En el puente del Rey Fahd también se ven chicos en bicicleta que, cargados con todo tipo de artículos para vender en el mercado, pedalean a toda prisa. Es la postal que más me gusta. La de uno de los tres puentes que cuelgan sobre el río Níger. Sobre el Djoliba, como lo llaman en bambara. La de la vida del presente que no espera. La de los malienses que, como las aguas que les bañan, no se detienen. Cubra el polvo el sol naciente o amanezca despejado.

En la redacción, nadie se sorprende al verme. Algunos me conocieron ayer durante la entrevista, los menos. Mi misión: acompañar al nuevo redactor en su jakarta. Se presenta el Programa de Apoyo Conjunto de las Naciones Unidas para la Promoción de los Derechos Humanos en Malí (2012-16), en el hotel L’Amitié (un símbolo de la ciudad, que compraron los libios). Entre los conferenciantes se halla el ministro de Justicia maliense, Maharafa Traoré, y el coordinador residente del Sistema de las Naciones Unidas, Makan Kane. La Constitución maliense de 1992 reconoce y garantiza los Derechos Humanos fundamentales.

No obstante, este programa se cerró antes de la complicada situación que se vive en el Norte y hoy han optado por no hablar de los desplazados, de los refugiados… El presupuesto del nuevo plan para este año asciende a 650.000 dólares y participan, además del gobierno maliense y de la Comisión Nacional de los Derechos Humanos, el Programa de las Naciones Unidas para el Desarrollo (PNUD), la Entidad de las Naciones Unidas para la Igualdad de Género y el Empoderamiento de las Mujeres (ONU-Mujeres), la Organización de las Naciones Unidas para la Educación, la Ciencia y la Cultura (Unesco) y el Fondo de Población de las Naciones Unidas (UNFPA). No ha habido rueda de prensa. Casi que lo celebro. Yo no debo preguntar todavía y mi compañero tampoco tenía la intención de hacerlo. En Les Echos se publican opiniones comprometedoras, pero hay lugares en los que la información que te dan es la que saldrá en el diario del día siguiente. Este era uno de ellos. Tras el café, hemos esperado a que todos se marcharan para que los reporteros recibieran “su sobre”, pero sin sobre. El espacio de esta noticia ha ascendido a 10.000 francos CFA (unos 15 euros). Todos para el periodista. Me cuentan que, dependiendo del organizador, te pagan más o menos. Lo que me extraña es que ni siquiera me extraña. En estos periódicos apenas hay publicidad y en España, en cierto modo como aquí, también quien paga manda. Quizá por ello, el último informe de Reporteros sin Fronteras haya situado a ambos países en el nivel dos del ranking de la libertad de prensa. Igual que a Estados Unidos o a Francia.

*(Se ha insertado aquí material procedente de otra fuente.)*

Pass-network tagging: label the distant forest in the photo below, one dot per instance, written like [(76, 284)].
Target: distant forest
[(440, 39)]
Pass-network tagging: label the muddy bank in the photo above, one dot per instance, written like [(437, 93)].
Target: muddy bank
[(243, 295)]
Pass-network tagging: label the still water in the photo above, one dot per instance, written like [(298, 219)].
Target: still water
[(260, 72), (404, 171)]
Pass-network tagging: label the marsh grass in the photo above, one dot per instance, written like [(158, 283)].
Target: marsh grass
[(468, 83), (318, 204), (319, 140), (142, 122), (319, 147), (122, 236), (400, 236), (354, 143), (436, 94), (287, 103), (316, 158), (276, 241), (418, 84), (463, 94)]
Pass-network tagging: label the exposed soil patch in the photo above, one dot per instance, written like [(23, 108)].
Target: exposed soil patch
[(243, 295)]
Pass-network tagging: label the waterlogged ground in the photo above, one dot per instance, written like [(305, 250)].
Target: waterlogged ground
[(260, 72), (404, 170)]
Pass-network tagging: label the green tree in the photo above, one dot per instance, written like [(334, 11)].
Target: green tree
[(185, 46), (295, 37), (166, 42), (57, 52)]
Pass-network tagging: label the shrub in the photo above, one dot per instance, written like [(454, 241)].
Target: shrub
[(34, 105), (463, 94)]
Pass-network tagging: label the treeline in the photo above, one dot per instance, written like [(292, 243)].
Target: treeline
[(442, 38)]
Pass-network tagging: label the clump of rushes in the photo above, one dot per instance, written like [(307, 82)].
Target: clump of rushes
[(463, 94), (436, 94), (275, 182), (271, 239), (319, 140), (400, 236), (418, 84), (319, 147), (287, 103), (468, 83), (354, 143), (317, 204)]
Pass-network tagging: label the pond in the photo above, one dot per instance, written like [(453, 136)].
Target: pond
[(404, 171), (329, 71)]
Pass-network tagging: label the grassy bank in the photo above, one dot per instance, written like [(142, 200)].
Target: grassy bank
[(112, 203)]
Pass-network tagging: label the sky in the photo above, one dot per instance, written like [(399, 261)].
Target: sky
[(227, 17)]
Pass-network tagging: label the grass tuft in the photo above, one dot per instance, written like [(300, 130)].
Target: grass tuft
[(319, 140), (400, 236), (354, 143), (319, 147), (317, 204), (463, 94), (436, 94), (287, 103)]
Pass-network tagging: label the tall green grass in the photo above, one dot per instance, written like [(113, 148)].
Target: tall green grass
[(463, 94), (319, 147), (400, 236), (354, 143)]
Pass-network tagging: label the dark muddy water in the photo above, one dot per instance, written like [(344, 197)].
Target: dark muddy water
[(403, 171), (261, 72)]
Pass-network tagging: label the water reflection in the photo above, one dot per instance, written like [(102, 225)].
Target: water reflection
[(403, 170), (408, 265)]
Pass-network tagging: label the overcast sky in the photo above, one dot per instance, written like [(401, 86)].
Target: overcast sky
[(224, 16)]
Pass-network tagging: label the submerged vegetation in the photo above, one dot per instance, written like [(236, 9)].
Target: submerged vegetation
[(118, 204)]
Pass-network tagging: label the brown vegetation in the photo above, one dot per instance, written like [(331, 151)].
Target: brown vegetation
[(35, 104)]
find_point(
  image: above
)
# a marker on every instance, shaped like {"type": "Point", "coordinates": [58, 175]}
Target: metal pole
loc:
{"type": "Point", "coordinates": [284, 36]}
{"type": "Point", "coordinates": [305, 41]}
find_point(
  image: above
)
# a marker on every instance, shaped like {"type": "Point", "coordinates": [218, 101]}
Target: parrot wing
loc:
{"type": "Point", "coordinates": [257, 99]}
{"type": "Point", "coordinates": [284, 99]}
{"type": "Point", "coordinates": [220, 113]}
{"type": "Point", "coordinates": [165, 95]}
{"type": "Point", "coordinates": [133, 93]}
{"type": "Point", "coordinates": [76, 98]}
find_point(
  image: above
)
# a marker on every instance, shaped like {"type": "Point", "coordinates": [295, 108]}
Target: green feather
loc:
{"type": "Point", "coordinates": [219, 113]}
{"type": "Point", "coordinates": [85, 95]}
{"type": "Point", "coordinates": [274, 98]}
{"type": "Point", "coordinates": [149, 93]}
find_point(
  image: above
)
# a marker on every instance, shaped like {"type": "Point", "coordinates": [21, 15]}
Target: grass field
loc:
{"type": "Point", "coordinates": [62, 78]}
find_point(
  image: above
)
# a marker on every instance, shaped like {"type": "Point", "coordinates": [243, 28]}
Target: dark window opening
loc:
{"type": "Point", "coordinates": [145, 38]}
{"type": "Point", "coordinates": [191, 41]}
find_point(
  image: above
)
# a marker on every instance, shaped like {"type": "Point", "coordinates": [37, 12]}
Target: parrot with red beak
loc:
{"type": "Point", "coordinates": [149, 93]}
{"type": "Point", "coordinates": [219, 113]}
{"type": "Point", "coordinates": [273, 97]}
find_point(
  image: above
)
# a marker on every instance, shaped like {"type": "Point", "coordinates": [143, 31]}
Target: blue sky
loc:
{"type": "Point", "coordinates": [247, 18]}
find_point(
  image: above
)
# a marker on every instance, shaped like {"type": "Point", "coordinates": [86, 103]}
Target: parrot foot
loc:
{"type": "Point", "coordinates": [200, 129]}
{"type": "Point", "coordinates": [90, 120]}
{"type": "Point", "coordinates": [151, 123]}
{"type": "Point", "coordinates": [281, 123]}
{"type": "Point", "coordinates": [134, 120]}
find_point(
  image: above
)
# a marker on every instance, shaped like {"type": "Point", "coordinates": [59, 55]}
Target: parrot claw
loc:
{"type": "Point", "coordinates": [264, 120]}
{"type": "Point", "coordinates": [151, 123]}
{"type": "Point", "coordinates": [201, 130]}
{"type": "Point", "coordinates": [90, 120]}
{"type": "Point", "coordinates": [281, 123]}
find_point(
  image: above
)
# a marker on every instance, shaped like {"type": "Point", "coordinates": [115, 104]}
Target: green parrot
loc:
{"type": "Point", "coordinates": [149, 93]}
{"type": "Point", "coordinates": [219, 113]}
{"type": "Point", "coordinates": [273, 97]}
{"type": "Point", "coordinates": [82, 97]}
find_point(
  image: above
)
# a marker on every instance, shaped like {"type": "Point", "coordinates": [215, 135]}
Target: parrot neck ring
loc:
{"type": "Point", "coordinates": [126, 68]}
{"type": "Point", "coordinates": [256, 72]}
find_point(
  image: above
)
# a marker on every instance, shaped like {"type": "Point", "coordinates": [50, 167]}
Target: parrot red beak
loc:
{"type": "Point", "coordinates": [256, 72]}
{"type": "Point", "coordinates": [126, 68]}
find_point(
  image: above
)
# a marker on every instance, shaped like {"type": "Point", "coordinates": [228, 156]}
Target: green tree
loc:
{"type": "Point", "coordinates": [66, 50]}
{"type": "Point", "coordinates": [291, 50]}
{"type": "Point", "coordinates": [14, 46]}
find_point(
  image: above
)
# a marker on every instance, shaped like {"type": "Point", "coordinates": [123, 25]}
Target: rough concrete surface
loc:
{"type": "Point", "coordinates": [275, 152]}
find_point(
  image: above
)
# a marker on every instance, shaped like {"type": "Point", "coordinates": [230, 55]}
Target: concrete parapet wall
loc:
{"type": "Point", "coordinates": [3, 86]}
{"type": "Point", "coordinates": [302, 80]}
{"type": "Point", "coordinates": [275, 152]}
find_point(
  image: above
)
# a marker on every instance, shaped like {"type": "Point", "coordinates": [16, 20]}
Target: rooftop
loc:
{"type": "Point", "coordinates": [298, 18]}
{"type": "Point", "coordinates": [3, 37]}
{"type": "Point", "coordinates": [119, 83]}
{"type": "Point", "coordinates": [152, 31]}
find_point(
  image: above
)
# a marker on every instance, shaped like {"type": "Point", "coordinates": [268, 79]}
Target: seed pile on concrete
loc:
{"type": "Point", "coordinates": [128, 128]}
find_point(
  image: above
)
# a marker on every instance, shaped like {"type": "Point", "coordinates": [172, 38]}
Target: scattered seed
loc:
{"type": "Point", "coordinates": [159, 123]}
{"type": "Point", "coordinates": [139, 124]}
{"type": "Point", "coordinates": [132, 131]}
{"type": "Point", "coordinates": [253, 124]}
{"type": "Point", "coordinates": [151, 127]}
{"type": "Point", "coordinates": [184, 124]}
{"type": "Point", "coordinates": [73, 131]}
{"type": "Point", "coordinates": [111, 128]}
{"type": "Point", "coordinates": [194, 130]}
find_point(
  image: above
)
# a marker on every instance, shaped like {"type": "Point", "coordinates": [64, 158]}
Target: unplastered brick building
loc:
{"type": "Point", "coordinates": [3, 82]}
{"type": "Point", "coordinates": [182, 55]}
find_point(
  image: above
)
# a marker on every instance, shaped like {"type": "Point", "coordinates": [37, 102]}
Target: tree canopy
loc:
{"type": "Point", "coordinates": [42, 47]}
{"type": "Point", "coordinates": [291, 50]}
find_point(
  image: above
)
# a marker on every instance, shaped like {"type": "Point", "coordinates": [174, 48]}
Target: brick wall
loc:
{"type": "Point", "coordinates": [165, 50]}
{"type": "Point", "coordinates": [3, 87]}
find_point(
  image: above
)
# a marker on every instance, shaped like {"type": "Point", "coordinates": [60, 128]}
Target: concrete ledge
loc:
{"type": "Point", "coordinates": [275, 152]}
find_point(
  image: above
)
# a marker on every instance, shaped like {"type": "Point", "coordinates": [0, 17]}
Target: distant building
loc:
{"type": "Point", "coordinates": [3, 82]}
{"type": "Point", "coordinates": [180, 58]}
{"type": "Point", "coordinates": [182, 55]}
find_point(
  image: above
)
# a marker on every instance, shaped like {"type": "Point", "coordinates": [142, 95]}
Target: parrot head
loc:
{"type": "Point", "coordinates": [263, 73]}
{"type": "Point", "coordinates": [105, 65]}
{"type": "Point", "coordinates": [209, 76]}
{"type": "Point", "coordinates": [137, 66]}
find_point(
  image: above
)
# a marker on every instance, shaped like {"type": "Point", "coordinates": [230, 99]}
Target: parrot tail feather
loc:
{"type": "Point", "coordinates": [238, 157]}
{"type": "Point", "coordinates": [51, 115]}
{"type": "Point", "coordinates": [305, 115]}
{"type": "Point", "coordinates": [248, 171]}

Mientras reflexiono sobre esto en el porche de mi casa, en Bamako anochece. Levanto la vista y, a través de la puerta entreabierta, veo pasar a un chico sentado en un carro, que va cargado de paja hasta arriba. El asno trota. Los niños juegan en la calle. Se divierten.

Mañana será otro día. Tal vez algo me sorprenda más que lo vivido hoy, pero tampoco creo que vaya a estar relacionado con el modo en el que los malienses se desenvuelven. En Malí, el presente no se detiene, no. En Malí, el futuro de sus hijos también les preocupa.